When assessing it is important to be aware of the work of Duffy (2003), regarding the studies on ‘Failure to fail’. Each individual mentor has, as Duffy demonstrates, responsibility to ensure that they are ‘professionally accountable for their judgements’. Duffy’s study highlighted those students who fail must be assessed early in placement and have written evidence as to their problems, acknowledge the issues and advise the academic institution as to concerns. The pressure to pass a student, on the borderline, in the event of not having documentation in place was demonstrated to be tempting. The support for a mentor failing a student is there but must be accessed as it is recognised as a problem where reliable assessment tools are not used. However it is important to be aware of the professional accountability of the mentor when making assessments.
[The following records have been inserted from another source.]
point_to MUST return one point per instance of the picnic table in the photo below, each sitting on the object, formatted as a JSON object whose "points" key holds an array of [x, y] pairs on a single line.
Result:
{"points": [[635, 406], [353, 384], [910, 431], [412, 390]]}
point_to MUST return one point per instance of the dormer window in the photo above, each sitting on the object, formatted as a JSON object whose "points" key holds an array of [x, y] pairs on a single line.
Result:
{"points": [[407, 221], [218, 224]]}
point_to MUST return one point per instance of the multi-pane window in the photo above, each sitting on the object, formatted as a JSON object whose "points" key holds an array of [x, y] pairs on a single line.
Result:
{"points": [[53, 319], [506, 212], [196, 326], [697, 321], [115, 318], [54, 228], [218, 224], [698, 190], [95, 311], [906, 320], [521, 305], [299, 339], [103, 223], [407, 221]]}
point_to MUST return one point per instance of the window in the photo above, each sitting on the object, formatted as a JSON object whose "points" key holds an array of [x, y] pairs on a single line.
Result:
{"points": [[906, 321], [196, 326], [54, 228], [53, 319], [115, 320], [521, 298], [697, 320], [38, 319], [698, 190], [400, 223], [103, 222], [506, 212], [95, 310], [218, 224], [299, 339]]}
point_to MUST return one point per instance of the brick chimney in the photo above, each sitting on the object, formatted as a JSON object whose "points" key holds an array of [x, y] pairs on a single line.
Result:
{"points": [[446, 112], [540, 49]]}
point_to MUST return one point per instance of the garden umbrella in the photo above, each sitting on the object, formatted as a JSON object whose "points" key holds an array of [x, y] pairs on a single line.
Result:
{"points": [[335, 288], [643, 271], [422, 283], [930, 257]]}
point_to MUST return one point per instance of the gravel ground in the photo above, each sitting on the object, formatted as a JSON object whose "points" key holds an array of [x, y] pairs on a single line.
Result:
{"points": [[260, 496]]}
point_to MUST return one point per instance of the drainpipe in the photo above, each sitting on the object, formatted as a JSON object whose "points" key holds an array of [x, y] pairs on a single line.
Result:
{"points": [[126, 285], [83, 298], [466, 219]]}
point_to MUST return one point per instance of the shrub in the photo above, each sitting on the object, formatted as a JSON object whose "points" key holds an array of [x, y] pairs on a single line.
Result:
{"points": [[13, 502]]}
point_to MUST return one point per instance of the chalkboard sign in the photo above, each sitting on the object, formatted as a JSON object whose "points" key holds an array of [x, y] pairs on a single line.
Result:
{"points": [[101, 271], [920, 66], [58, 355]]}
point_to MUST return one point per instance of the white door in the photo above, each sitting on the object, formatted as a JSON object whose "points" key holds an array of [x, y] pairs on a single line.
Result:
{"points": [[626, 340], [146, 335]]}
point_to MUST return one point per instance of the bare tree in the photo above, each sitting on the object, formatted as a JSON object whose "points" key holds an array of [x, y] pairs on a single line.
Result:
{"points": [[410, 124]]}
SLAIP (2008) requires that a mentor must ‘be accountable for confirming that students have met or not met the NMC competencies in practice and as a sign off mentor confirm that students have met or not met the NMC standards of proficiency and are capable of safe and effective practice’. A sign off mentor must be on the same part off the nursing register as any student signed off by them. In order to be able to demonstrate that interviews, have been carried out at the appropriate times for during a placement and that any issues discussed with students are clearly documented with the goals set and action plans in place. This will require a summative evaluation taking into account their performance over a range of skills over a period of time. Any actions required by the student so that they enhance their learning to the relevant level must be dated and reviewed in the time scale set. In the event of a student failing it is important that they are aware of short falls in their abilities or attitudes to allow the opportunity to improve. Where a student is failing there must be clear evidence of the issues creating this conclusion. The guidelines to mentorship can be found in the NMC standards (2008) and the criteria which is mandatory is exactly that, this allows protection for both the mentor and the student and to see that the process is as level for each student as a process dependant on people can allow.
Ethical issues must be considered when teaching in a patient environment. Any patient involved in the process must be asked for their consent prior to any episode of teaching involving them. The learner must be supervised to maintain the safety of the patient and only when the student is competent to carry out a procedure safely can they be allowed to independently do so.
On reflection the completion of this course has been an enlightening experience considering the environment and personal skills needed to promote learning and the necessity of good working relationships. The need to recognise the accountability of contributions and assessment and particularly participating in self and peer review of my own learning and teaching abilities. I recognise, as I encourage others to too, we all still have much to learn.